A part ça, on était au printemps depuis 8 jours mais le match a eu lieu en hiver : petite pluie fine intermittente, vent du nord de plus en plus fort au cours du match, température réelle et ressentie très désagréable. Les trois –quarts frigorifiés ont passé plus de temps à souffler dans leurs mains et à se battre les flancs pour faire circuler le sang qu’à se passer le ballon… Quant aux spectateurs ils n’ont pas eu beaucoup d’occasions d’applaudir pour se réchauffer les mains…
Un match serré et tristounet : 3-3 à la mi-temps , une première mi-temps globalement dominée par les Biarrots qui ont bien su profiter du vent mais n’ont jamais réussi à marquer et il a fallu se contenter d' une pénalité de 22 mètres face aux poteaux pour chaque équipe. Les Auvergnats ont eu un éclair dans les 2 premières minutes avec une chevauchée d’un centre bien mis dans l'intrevalle et qui perce des 22m aux 22 m … mais sans pouvoir conclure à cause d’une maladresse et d’une perte de balle … la première d’une longue, longue, longue série … des deux côtés. Avec le vent et une conquête balbutiante, les jeunards ont eu beaucoup de mal à sortir de leur camp et sitôt la balle perdue ils s’y faisaient renvoyer vite fait bien fait.

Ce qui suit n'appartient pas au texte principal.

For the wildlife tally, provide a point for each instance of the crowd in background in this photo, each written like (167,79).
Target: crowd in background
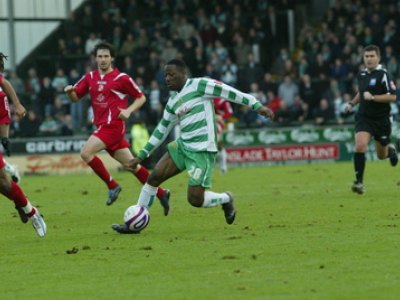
(242,43)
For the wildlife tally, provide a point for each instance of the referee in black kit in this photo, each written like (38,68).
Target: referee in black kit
(375,92)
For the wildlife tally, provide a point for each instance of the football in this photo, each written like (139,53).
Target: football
(136,218)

En deuxième mi-temps les jeunards s'appuient à leur tour sur le vent ... mais le match reste très équilibré et les jeunards scorent deux fois sur pénalité 9-3 ...
Il a fallu attendre les dernières minutes pour voir deux essais marqués par les jeunards. Le premier sur un dégagement contré d’un biarrot dans ses 22m et avec un peu-beaucoup de chance c’est le n°8 géorgien Gergedava qui aplatit le premier. Le second essai part d’une mêlée dans les 22 m biarrot dominée par les jeunards, l’arbitre donne un avantage et laisse jouer, Chalus-Cercy part derrière la mêlée sur le côté fermé, avance et fait la différence et deux passes plus loin c’est l’essai marqué par …. X … je n’ai rien vu … c’était en coin et y avait trop de monde et de parapluie devant moi ! essai suivi d’une série d’accrochages entre les joueurs des deux équipes qui ont fait semblant de se battre comme les pros quand ils savent qu’il y a des caméras partout … L’arbitre a renvoyé tout le monde aux vestiaires aussitôt après la transformation ratée par Montilla… Tous les acteurs ont dû apprécier la douche bien chaude …

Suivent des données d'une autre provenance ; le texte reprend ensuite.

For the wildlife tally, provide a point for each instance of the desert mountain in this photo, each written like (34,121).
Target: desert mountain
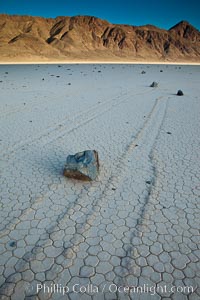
(25,38)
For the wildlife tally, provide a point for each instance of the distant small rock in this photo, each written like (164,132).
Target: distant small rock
(82,166)
(180,93)
(154,84)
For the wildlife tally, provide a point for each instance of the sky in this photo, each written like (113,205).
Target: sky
(161,13)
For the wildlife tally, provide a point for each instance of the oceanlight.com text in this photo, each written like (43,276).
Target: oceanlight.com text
(113,289)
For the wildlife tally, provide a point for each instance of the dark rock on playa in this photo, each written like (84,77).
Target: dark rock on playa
(179,93)
(154,84)
(83,165)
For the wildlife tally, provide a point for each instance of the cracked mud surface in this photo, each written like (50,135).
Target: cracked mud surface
(138,223)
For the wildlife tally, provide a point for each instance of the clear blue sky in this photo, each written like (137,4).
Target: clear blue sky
(161,13)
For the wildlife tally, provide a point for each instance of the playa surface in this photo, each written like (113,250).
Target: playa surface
(138,223)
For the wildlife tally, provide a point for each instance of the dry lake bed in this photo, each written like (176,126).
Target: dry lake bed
(133,233)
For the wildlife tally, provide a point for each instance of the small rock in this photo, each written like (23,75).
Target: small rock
(179,93)
(12,244)
(154,84)
(83,165)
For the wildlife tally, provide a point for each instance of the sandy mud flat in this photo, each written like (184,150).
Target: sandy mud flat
(134,232)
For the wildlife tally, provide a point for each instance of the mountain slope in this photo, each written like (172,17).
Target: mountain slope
(88,38)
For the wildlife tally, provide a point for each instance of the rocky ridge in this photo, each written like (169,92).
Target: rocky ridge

En ce qui concerne les performances individuelles .. pas grand’chose à retenir à mon avis.
Montilla marque 3 pénalités mais en rate une ainsi que les deux transfos … vers la 25ème minute il a pris une soufflante d’Elvis qui lui a dit « Oh Juan !! descends un peu ; avec le match que tu fais, tu devais descendre un peu … ». Derrière les centres et Guillaud font leur match. Devant beaucoup de vaillance de la part de tous mais sans éclats particuliers , les plus constants étant sans doute le talon Belkassa, le 8 Gergedava, les 2 piliers titulaires qu’Elvis a fait revenir dans les dernières minutes parce que ça tanguait trop à ce moment du match.